Looking at the big picture now, one of the ways we can understand these forecasts is to see how they stack up against both past performance and industry growth estimates. We highlight that Limelight Networks revenue growth is expected to slow, with the expected annualized growth rate of 4.0% through the end of 2021 being well below the historic growth of 6.4% per year over the past five years. years. Compare that to other companies (with analyst forecasts) in the industry, which are expected to experience revenue growth of 15% per year overall. So it’s pretty clear that while revenue growth is expected to slow, the industry at large is also expected to grow faster than Limelight Networks.

The bottom line

The most important thing to remember is that analysts have increased their estimates of loss per share for the next year. On the positive side, there has been no major change in income estimates; although forecasts imply that revenues will outperform the industry as a whole. Additionally, analysts also lowered their price targets, suggesting the latest news has led to greater pessimism about the company’s intrinsic value.

With this in mind, we still believe that the long-term trajectory of the company is much more important for investors to consider. We have estimates – from several Limelight Networks analysts – going through 2023, and you can see them for free on our platform here.

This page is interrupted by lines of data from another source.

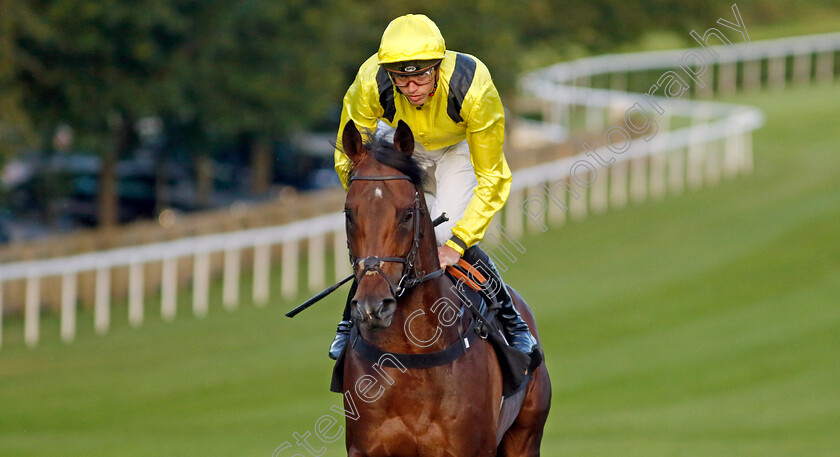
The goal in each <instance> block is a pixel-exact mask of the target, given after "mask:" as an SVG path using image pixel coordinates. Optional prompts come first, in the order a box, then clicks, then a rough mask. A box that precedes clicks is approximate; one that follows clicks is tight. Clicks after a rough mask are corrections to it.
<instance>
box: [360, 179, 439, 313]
mask: <svg viewBox="0 0 840 457" xmlns="http://www.w3.org/2000/svg"><path fill="white" fill-rule="evenodd" d="M393 180H405V181H409V182H411V178H409V177H408V176H406V175H386V176H352V177H351V178H350V182H349V184H348V187H349V186H350V185H351V184H353V182H354V181H393ZM422 211H423V209H422V208H421V206H420V191H419V190H417V188H416V187H415V189H414V235H413V239H412V242H411V249H409V251H408V254H406V255H405V256H404V257H379V256H368V257H361V258H359V257H356V256H354V255H353V252H352V251H351V250H350V240H349V239H348V240H347V250H348V252H350V262H351V263H352V264H353V267H354V268H355V267H356V266H359V267H361V271H360V272H359V273H358V274H357V275H356V282H357V283H358V282H359V281H360V280H361V278H362V277H364V276H365V275H366V274H367V273H368V272H374V273H379V275H380V276H381V277H382V278H383V279H384V280H385V282H386V283H388V287H390V289H391V293H392V294H393V295H394V297H396V298H400V297H402V295H403V294H404V293H405V291H407V290H408V289H411V288H414V287H417V286H419V285H420V284H422V283H424V282H426V281H429V280H431V279H435V278H438V277H440V276H442V275H443V272H444V270H443V269H442V268H440V269H437V270H435V271H433V272H431V273H429V274H426V272H425V271H418V270H417V269H416V265H415V264H414V260H415V257H417V251H418V249H419V247H420V215H421V214H422ZM385 262H394V263H401V264H403V273H402V276H401V277H400V280H399V281H398V282H397V284H396V285H394V283H393V282H391V280H390V279H388V275H386V274H385V272H384V271H382V266H383V265H384V264H385Z"/></svg>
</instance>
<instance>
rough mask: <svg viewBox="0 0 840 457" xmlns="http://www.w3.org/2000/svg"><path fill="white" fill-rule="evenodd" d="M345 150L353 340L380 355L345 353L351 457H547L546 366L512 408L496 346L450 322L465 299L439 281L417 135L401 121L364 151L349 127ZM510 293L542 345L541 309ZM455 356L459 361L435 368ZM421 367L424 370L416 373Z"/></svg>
mask: <svg viewBox="0 0 840 457" xmlns="http://www.w3.org/2000/svg"><path fill="white" fill-rule="evenodd" d="M342 143H343V149H344V152H345V153H346V154H347V156H348V157H349V158H350V160H351V161H352V162H353V169H352V172H351V178H350V180H349V184H348V191H347V199H346V203H345V209H344V213H345V215H346V230H347V239H348V248H349V249H350V256H351V260H352V261H353V268H354V274H355V275H356V281H357V282H356V291H355V295H354V296H353V297H352V300H351V309H352V316H353V321H354V327H355V330H353V331H354V332H356V333H355V335H353V336H355V339H356V342H357V343H359V342H360V343H362V345H363V346H365V347H367V348H368V352H370V351H373V352H374V353H375V354H374V357H371V356H370V354H368V355H367V357H364V356H363V355H364V354H363V353H360V352H361V351H360V350H358V348H359V345H358V344H354V339H353V336H351V340H350V341H349V342H348V344H347V346H346V347H345V350H344V354H343V358H344V364H343V370H344V371H343V390H344V407H345V411H346V413H345V415H346V416H347V418H348V419H347V421H346V422H347V423H346V430H347V432H346V445H347V455H348V457H441V456H449V457H477V456H506V457H533V456H539V455H540V442H541V440H542V434H543V428H544V426H545V421H546V418H547V417H548V410H549V406H550V402H551V385H550V381H549V377H548V372H547V370H546V367H545V364H544V363H543V364H541V365H540V366H539V367H538V368H536V369H535V370H534V371H533V372H532V373H531V379H530V381H528V384H527V385H526V386H525V387H524V388H522V389H520V390H519V392H518V393H516V394H515V395H512V396H509V397H508V398H507V399H505V400H504V402H503V401H502V373H501V369H500V367H499V363H498V361H497V355H496V353H495V352H494V350H493V348H492V347H491V345H490V343H489V342H488V341H486V340H484V339H481V338H475V339H470V340H465V339H464V333H463V332H464V330H463V329H462V328H461V325H460V324H458V325H451V323H452V314H453V313H452V310H451V309H450V310H449V315H448V317H447V316H444V314H445V312H444V308H446V306H442V304H446V303H459V299H458V295H457V294H456V292H455V291H454V290H453V289H452V285H453V281H452V280H451V279H450V278H449V277H448V276H446V275H443V274H441V273H442V272H443V271H442V270H441V269H440V263H439V260H438V255H437V247H436V246H437V244H436V242H435V234H434V230H433V223H432V220H431V215H430V214H429V213H428V210H427V207H426V202H425V199H424V196H423V187H422V181H423V179H424V172H423V169H422V168H421V167H420V166H419V165H418V164H417V162H416V161H415V160H414V158H413V157H412V153H413V151H414V137H413V134H412V133H411V130H410V128H409V127H408V125H406V124H405V123H403V122H402V121H400V123H399V125H398V127H397V129H396V131H395V133H394V139H393V143H391V142H389V141H387V140H384V139H381V138H376V137H374V136H373V135H370V137H369V138H368V140H367V141H366V142H363V139H362V136H361V134H360V132H359V130H358V129H357V128H356V126H355V124H354V123H353V121H352V120H351V121H349V122H348V123H347V125H346V126H345V127H344V132H343V134H342ZM509 291H510V292H511V296H512V297H513V300H514V303H515V305H516V307H517V309H518V310H519V312H520V314H521V315H522V317H523V319H525V321H526V322H527V323H528V326H529V327H530V329H531V332H532V333H533V335H534V337H535V338H537V340H538V341H539V335H538V334H537V327H536V323H535V321H534V316H533V314H532V313H531V310H530V309H529V307H528V305H527V304H526V303H525V301H524V300H523V299H522V297H521V296H520V295H519V294H517V293H516V292H515V291H514V290H512V289H510V288H509ZM351 293H352V292H351ZM447 323H448V324H450V325H445V324H447ZM471 330H472V329H470V328H468V329H467V331H471ZM462 341H466V342H465V343H462ZM469 341H473V342H472V344H469ZM456 346H457V347H458V349H461V348H463V350H461V351H459V352H458V354H457V356H456V357H455V358H454V360H451V361H449V360H448V359H447V360H444V364H440V363H431V362H430V358H434V355H435V354H437V355H440V354H443V353H446V352H447V348H449V349H451V348H453V347H456ZM541 346H542V345H541V344H540V350H541V349H542V347H541ZM371 348H373V349H371ZM448 352H449V353H453V351H451V350H449V351H448ZM376 356H378V358H377V357H376ZM426 356H428V357H426ZM412 358H413V359H414V360H415V361H416V360H421V363H420V365H421V367H420V368H417V367H415V368H411V367H407V366H406V365H408V362H407V360H409V359H412ZM451 358H452V357H450V359H451ZM422 360H425V361H426V362H422ZM438 362H440V361H438ZM424 363H425V365H424Z"/></svg>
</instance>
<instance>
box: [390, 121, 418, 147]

It is also worth noting that we have found 2 warning signs for Limelight networks that you need to take into consideration.

This Simply Wall St article is general in nature. It does not constitute a recommendation to buy or sell shares and does not take into account your goals or your financial situation. Our aim is to bring you long-term, targeted analysis based on fundamental data. Note that our analysis may not take into account the latest announcements from price sensitive companies or qualitative documents. Simply Wall St has no position in any of the stocks mentioned.